Between 11 June and 27 June, Shipilov committed four more murders. Two of the victims were middle-aged women, two were young girls. According to his confession made after his arrest, "he was sorry for the young virgins", so he switched to killing only middle-aged women. Then, in August, Shipilov hid again. Between 22 and 24 September, he committed his last murders.

Each of the murders was carefully committed. He picked up women on deserted roads, and since the inside passenger door handle was removed, they had no way to escape from the truck. On the way, he offered the women vodka and when he was refused, he stopped in a deserted place and killed them.

In one of the interviews, Shipilov told reporters that he only killed those victims he considered were prostitutes. He claimed that he always let any woman who refused to drink with him leave. However, later investigations found that he poured the alcohol violently into his victims.
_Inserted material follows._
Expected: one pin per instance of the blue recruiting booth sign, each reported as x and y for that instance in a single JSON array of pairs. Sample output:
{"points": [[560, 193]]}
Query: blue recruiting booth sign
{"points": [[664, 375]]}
==Arrest, trial and sentencing==
The investigation team set up under the Prosecutor's Office of the Arkhangelsk Oblast, were unsuccessful in their investigation into the disappearing women. Nevertheless, one day they noticed Shipilov's honeywagon pass by a place where one of the victims had disappeared. Investigators learned that a honeywagon from the UG-42/14 Colony often passed by on the same road. Since Shipilov's schedule coincided with the time of the murders, he was detained. Initially, there was no evidence against him, and for a long time, Shiplov did not provide any evidence. Later Shipilov lost his nerve and attempted suicide by cutting his veins. He was saved by doctors and subsequently confessed to committing 12 murders, including the three before his conviction. During his interrogation, he calmly related the details of how he raped and killed his victims. Demonstrating a sharp memory, he described in detail the atrocities and pointed out the burial locations with great accuracy. When asked by the investigators if he had intended to continue killing, he replied that he did and that he had even "figured out different ways of killing his victims". Despite raping each victim, Shipilov denied sexual gratification was his main motive. According to his own words, he was motivated only by the thirst of "crime for the sake of crime".

On 25 October 2000, the Arkhangelsk Regional Court convicted Shipilov of 12 murders and nine rapes. He was sentenced to life imprisonment due to the moratorium in Russia on the death penalty. The Supreme Court of Russia upheld the verdict without change, and Shipilov was sent to the Black Dolphin Prison correctional facility in the city of Sol-Iletsk.

==Post-sentencing confessions==
On 25 May 2016, Shipilov confessed to committing several more crimes. He was sent to the Arkhangelsk Central, where he sits in a single solitary cell. He confessed to two additional murders committed in 1995 and 1996, for which he was sentenced to nine-and-a-half years of imprisonment. This punishment was absorbed into his sentence of life imprisonment.

Experts do not rule out that Shipilov, in order not to return to the Black Dolphin, can stay in Arkhangelsk Central for a couple of years and possibly remember any other crimes he committed earlier.

==In the media==
- Criminal Russia. Infernal Barrel (2001).
- Lifetime deprived of liberty Maniacs from the Black Dolphin (2010).
- Invisible battle: Anomalous Zone (2013).